Zuid-Holland is kwetsbaar voor veranderingen, zoals globalisering, klimaatverandering, demografische trends en nieuwe technologie. In ons laaggelegen deltagebied heeft de klimaatverandering grote ruimtelijke, economische en sociale gevolgen. Zuid-Holland is als open economie gevoelig voor de gevolgen van globalisering. De segregatie neemt toe. Onze energie-intensieve economie heeft, zoals ook benoemd in het klimaatakkoord van Parijs, alleen toekomst als wordt overgegaan tot verduurzaming. Daarnaast zorgt de trek naar de stad voor een toenemende druk op onze schaarse ruimte. Tegelijkertijd herbergt deze regio een groot reservoir van talent, creativiteit en ondernemerskracht.

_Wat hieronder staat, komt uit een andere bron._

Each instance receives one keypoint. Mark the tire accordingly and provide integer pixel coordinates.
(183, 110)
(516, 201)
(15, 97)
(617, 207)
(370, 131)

De Provincie ziet zes richtinggevende ambities in de fysieke leefomgeving. Deze nevengeschikte ambities staan niet op zichzelf. Ze zijn geworteld in de historie, ligging en economische structuur van Zuid-Holland en gekoppeld aan de strategische uitdagingen waar deze regio voor staat. Onze ambities zijn de kaders waarbinnen wij ruimte geven.
Structuurvisie Infrastructuur en Ruimte & AMvB ruimtelijke ordening
Nederland concurrerend, bereikbaar, leefbaar & veilig. Daar streeft het Rijk naar met een aanpak die ruimte geeft aan regionaal maatwerk, de gebruiker voorop zet, investeringen scherp prioriteert en ruimtelijke ontwikkelingen en infrastructuur met elkaar verbindt. Een actualisatie van het ruimtelijk- en mobiliteitsbeleid is daarvoor nodig. De verschillende beleidsnota's op het gebied van ruimte en mobiliteit zijn gedateerd door nieuwe politieke accenten en veranderende omstandigheden zoals de economische crisis, klimaatverandering en toenemende regionale verschillen onder andere omdat groei, stagnatie en krimp gelijktijdig plaatsvinden. De structuurvisie Infrastructuur en Ruimte geeft een nieuw, integraal kader voor het ruimtelijk- en mobiliteitsbeleid op rijksniveau en is de 'kapstok' voor bestaand en nieuw rijksbeleid met ruimtelijke consequenties.
Doelen
In de structuurvisie Infrastructuur en Ruimte formuleert het Rijk drie hoofddoelen om Nederland concurrerend, bereikbaar, leefbaar & veilig te houden voor de middellange termijn (2028):
Het Westland is op de kaart van de nationale ruimtelijke hoofdstructuur aangewezen als Greenport.
Figuur - Uitsnede kaart nationale ruimtelijke hoofdstructuur
Nationale belangen
De structuurvisie Infrastructuur en Ruimte is vertaald in de AMvB ruimtelijke ordening. De AMvB omvat alle ruimtelijke rijksbelangen die juridisch doorwerken op het niveau van bestemmingsplannen. Het gaat om kaders voor onder meer het bundelen van verstedelijking, de bufferzones, nationale landschappen, de Ecologische Hoofdstructuur, de kust, grote rivieren, militaire terreinen, mainportontwikkeling van Rotterdam en de Waddenzee. Met de AMvB Ruimte maakt het Rijk proactief duidelijk waar provinciale verordeningen en gemeentelijke bestemmingsplannen aan moeten voldoen. Uit de regels en kaarten behorende bij de AMvB kan worden afgeleid welke aspecten relevant zijn voor het ruimtelijke besluit. Voor het projectgebied zijn geen nationale belangen in het geding.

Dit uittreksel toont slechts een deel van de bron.